Quatrième semaine - p.4

Je me sens aussi démunie devant l'avenir que si j'avais seize ans : je suis seule, je ne peux pas me permettre des folies sur le plan financier, je ne sais pas ce que je vais faire, je ne sais pas ce que je veux faire. Le monde me semble bouché. Quand je pense que j'ai cinq mois de temps libre devant moi, je me demande ce que je veux en faire… mais à part me reposer, je ne peux pas en faire grand'chose.
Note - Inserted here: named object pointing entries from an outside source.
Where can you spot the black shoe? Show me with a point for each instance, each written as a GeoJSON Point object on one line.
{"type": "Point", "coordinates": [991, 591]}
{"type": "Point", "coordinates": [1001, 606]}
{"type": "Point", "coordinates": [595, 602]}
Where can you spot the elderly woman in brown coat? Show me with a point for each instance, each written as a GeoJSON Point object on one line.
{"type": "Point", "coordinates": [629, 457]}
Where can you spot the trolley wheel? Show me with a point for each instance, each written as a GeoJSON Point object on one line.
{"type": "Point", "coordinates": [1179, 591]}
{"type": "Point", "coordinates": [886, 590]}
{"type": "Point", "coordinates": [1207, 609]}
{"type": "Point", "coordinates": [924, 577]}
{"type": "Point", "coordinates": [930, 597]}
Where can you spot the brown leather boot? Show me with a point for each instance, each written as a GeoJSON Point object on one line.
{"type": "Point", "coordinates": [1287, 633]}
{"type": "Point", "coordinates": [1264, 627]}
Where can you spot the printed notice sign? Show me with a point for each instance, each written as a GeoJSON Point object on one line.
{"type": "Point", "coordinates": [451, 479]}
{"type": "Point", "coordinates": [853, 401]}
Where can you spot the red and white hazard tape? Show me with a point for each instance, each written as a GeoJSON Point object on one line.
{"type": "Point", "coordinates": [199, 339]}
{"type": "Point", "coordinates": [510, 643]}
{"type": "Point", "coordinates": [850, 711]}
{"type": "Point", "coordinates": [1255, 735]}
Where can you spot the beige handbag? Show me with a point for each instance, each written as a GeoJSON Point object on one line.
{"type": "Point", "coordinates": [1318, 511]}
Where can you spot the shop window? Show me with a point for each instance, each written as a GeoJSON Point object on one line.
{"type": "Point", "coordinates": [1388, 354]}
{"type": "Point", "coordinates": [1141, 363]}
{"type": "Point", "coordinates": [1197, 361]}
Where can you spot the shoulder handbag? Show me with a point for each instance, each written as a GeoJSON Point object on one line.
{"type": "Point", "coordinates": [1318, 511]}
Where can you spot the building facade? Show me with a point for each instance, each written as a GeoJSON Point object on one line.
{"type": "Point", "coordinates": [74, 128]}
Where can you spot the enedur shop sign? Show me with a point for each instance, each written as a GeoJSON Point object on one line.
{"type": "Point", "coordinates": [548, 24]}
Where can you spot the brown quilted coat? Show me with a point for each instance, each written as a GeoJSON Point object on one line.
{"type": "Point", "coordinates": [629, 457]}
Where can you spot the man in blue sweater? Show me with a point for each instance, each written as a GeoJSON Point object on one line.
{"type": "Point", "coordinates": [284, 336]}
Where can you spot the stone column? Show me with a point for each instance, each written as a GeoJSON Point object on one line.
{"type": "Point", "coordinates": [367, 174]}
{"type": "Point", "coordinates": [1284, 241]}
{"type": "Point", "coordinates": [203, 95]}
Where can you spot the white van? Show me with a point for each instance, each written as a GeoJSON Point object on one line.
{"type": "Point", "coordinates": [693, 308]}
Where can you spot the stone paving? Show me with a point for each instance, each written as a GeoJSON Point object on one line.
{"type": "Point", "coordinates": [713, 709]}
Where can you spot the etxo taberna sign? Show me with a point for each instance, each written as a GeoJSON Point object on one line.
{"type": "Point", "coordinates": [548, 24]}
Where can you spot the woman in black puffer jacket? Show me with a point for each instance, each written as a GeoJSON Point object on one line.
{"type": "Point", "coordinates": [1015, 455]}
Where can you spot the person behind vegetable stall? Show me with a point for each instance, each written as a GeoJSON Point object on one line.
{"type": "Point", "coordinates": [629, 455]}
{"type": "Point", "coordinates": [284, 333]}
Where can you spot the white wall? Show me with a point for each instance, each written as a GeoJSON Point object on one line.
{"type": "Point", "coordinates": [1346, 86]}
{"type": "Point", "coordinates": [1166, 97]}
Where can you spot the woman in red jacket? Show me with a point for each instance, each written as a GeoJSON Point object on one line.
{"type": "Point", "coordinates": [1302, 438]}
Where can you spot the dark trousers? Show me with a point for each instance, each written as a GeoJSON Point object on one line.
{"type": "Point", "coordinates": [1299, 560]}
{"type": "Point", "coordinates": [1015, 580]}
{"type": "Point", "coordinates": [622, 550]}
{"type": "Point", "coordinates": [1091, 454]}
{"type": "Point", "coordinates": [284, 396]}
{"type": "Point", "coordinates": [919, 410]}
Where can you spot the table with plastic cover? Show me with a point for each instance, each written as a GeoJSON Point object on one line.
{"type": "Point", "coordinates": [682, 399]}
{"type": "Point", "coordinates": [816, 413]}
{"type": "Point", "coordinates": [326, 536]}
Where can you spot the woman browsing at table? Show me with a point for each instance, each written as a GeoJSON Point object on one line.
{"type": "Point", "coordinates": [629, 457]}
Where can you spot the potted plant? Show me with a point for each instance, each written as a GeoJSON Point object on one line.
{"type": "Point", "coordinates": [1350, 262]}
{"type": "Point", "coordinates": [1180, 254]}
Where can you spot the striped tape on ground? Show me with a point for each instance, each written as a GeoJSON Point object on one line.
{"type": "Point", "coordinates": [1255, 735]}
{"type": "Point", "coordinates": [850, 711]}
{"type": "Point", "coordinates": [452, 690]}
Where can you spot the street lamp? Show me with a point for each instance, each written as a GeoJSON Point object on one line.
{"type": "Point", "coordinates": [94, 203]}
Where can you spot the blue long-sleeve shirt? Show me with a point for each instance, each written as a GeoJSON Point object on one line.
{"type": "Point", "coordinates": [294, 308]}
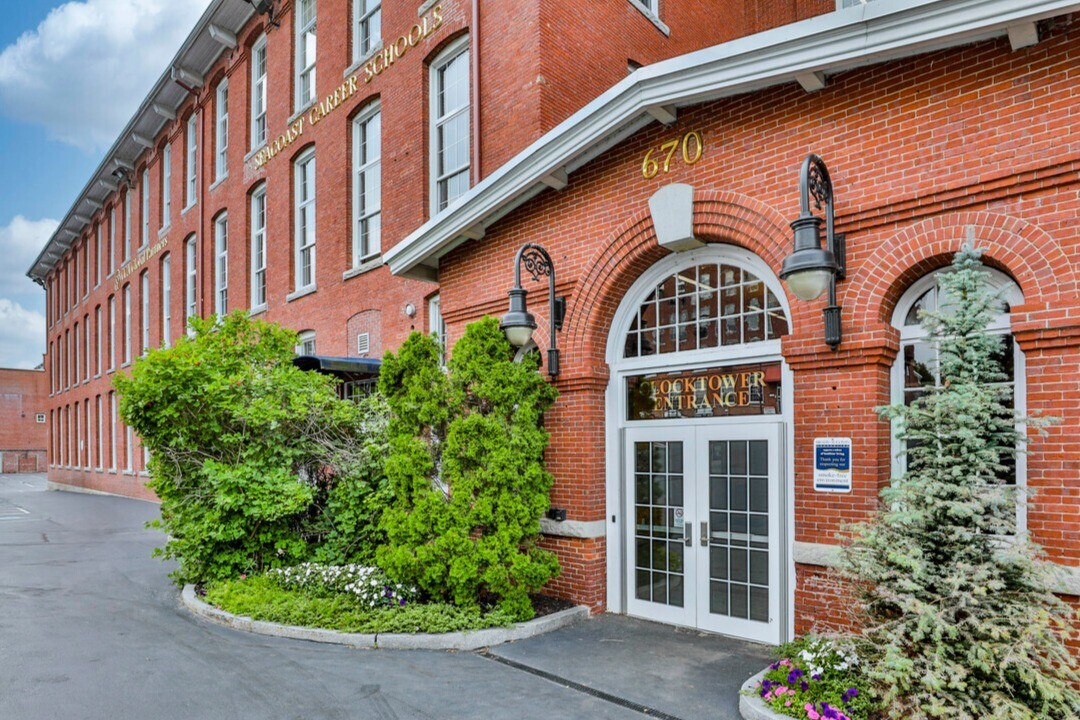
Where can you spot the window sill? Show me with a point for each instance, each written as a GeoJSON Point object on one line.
{"type": "Point", "coordinates": [300, 293]}
{"type": "Point", "coordinates": [367, 266]}
{"type": "Point", "coordinates": [651, 17]}
{"type": "Point", "coordinates": [363, 60]}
Je réfléchis, pourtant, pour me souvenir des pays que j'ai toujours eu envie de visiter. Fantasmer ne mange pas de pain. Et il y en a beaucoup : la Jordanie, le désert du Sahara, le Grand Canyon pour ce qui est des lieux. L'Asie, pour ce qui est des humains. L'Egypte, pour ce qui est des vieilles pierres. La région de Vancouver pour ce qui est du dépaysement et de la diversité. J'ai toujours rêvé de voyager, hors des sentiers battus, visiter, rencontrer des gens, leur culture, m'ouvrir l'esprit… mais seule, sans vrai budget et surtout sans énergie, ce ne serait qu'une fuite en avant suicidaire. Je dois donc oublier. Faire un trait. Attendre une meilleure forme, à tout le moins.
Heureusement, j'ai pas mal d'ami(e)s à l'étranger. Je suis attendue à Paris, à Brighton, au nord des Pays-Bas, en Suisse, en Italie, en Espagne et sur un voilier ici en mer du Nord… Je ne sais seulement pas dans quel état d'énergie je serai, ni quand. Encore une fois, c'est difficile de m'organiser si je ne sais rien d'avance.
L'autre jour, en me balladant avec Tania dans un petit parc du centre ville, nous avons mis deux heures à goûter à tous les parfums et à toutes les merveilles d'un printemps sec et ensoleillé : toutes les plantes étaient en fleurs, les oiseaux construisaient leurs nids, les enfants jouaient sous les yeux attendris des grands-mères… Deux heures pour faire ce que d'autres font en un quart d'heure : promener le chien. J'ai été étonnée à quel point cette sortie m'avait régénérée et je me suis dit que, peut-être, ce serait seulement ça, ma convalescence : des petits plaisirs, savourés là où d'autres les dévorent, tout près de chez soi.
Parfois je me déteste parce que je voudrais une vie grandiose, que je n'ai pas les moyens de m'offrir, et qui, d'ailleurs, ne me plairait peut-être pas non plus ? J'ai du mal à vivre à la simple grandeur de ma simple vie. Je voudrais explorer, découvrir, me sentir vivre, à la limite même, j'aimerais courir des risques. Bref, vous le découvrez comme je le découvre, je suis une romantique : comme convalescence, j'aimerais tenir le rôle féminin dans King-Kong. Mais pas au cinéma. Non, en vrai ! Question de se sentir vivre, avec un grand V !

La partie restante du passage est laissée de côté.